Summer + Diabetes

OoooOoooo it’s getting HOT in here. By here I mean the San Francisco Bay Area, which means that by HOT I mean a solid 75 degrees (at most). I’m blessed with the weather of the SF Bay but that does not mean when I spend all day under the sun, my Blood Glucose (BG) levels aren’t affected. You might find yourself in the heat a lot this summer with outdoor BBQ’s, beach picnics (my personal fave) or vacations to tropical areas! Here are some tips to enjoying the HEAT with Type 1 Diabetes.



Dehydration can lead to high blood sugars, not necessarily meaning shooting straight up to 300mg/dL because you forgot to drink water with lunch but more so that sugars are less likely to budge. I find myself stuck at say 170mg/dL after trying a unit every couple hours but because of perspiration from the heat and a busy day where drinking water has slipped my mind. As Type 1 Diabetics, we lose water when experiencing high blood sugars leading us to be more susceptible to dehydration!

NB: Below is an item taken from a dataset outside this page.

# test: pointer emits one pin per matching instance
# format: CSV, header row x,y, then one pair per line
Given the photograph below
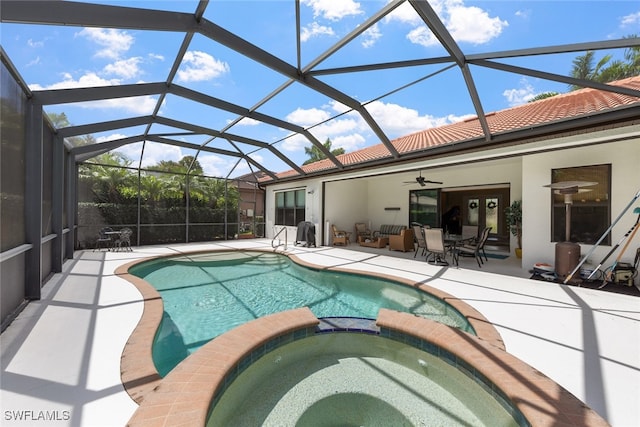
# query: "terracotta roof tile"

TIP: Have you seen those fun “hydration” tablets in the aisles of your grocery store? They’re usually by the water aisle or at Whole Foods - near the supplement section! I like the NUUN tablets, they are about 2g of carbs and give you electrolytes and make hydrating fun (or should I say, FUUN?) - when sweating in the summer heat, we lose a lot of electrolytes. Electrolytes are necessary for using our muscles and expensing energy so when we lose them via sweat and don’t replenish, the results can be fatigue, cramps, respiratory problems as well as how our body synthesizes glycogen for energy!


Although those with Type 1 Diabetes are more likely to experience stubborn sugars while in the heat- we’re also likely to see our BG levels plummet in the same conditions. We should know by now that we can’t really win, right? Well here’s how this part works. When in the summer sun and exerting energy- something as simple as walking will do, then our blood vessels expand allowing the insulin to flow through our bodies and process the sugar in our system faster. The extreme heat pretty much melts away my appetite but staying full, keeping snacks on hand can help curve the likelihood of a low blood sugar hitting you!

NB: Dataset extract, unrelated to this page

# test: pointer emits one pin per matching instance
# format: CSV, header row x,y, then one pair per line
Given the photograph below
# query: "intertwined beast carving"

TIP: Having foods with equal parts fat/protein/carbs can prepare your sugars for the heat. I love a good ole apple with almond butter. An apple the size of you fist is around 25g carbs and then adding in some protein/healthy fats can sustain your sugars throughout the summer sun!


If swimming is on the agenda this summer, you might be disconnecting your insulin pump quite frequently. I wouldn’t (more so that I couldn’t) spend more than a half hour in the water without starting to feel lethargic from being disconnected from my insulin supply. This might be a great time to explore the idea of a “Pumpcation” - read about why I went on one a month ago here. By being on MDI (Multiple Daily Injections) I have a lot more freedom without worrying if my pump is overheating while it’s pushed up against my body during workouts, hiking etc. and not worrying about how long I’m in the water.

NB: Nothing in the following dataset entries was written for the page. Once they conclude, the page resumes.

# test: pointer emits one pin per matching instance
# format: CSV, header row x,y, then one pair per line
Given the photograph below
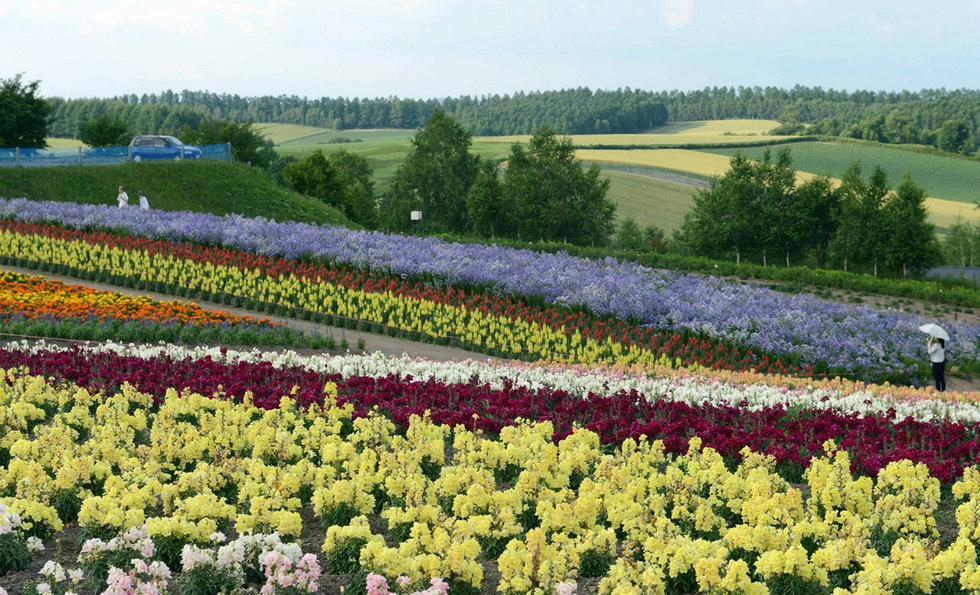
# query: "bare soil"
x,y
65,546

Please please talk to your doctor before disconnecting from the pump for the summer to make sure there aren’t any adjustments needed before this transition!


Insulin’s ideal temperature is 36 F - 46 F (2.2 C - 7.7 C). Once exposed to higher temperatures the insulin is still effective but eventually (and I mean a long exposure time to temps above 80 F), begins to break down it’s composition. This broken down insulin will not harm you like a poison, but will harm you in that it won’t take care of the BG levels - and could possibly result in the production of ketones.

Test strips are also susceptible to the heat! Who would’ve thunk? Inaccurate results are common once test strips have been exposed to excessive heat or humidity! Open the test strips, grab the strip you need and shut that baby right away!

TIP: Making sure your supplies stay out of direct sunlight (no, not under the seat of a car in the sun) is key to making sure your insulin stays at the optimal effectiveness. There are a few brands of insulin cooling cases that keep your vials at an ideal temperature during short trips, hikes, beach days like this reusable one from Frio. There is also an insulin thermometer called Med Angel ONE that you leave in the same case as your insulin and will notify you (via bluetooth connection to your phone) when the temperatures are becoming too extreme and dangerous for your insulin vials.

All products mentioned are linked to where you can find them on the interwebs, just click on the product and get prepped for Summer!

Have a fantastic summer, friends! Travel, hike, be active! These are all so intimidating with Type 1 Diabetes; worrying about low blood sugars and supplies but everything is feasible with T1D. A few extra steps have to be taken, and a few more seconds of thought put into things but this disease doesn't have to halt our FUN.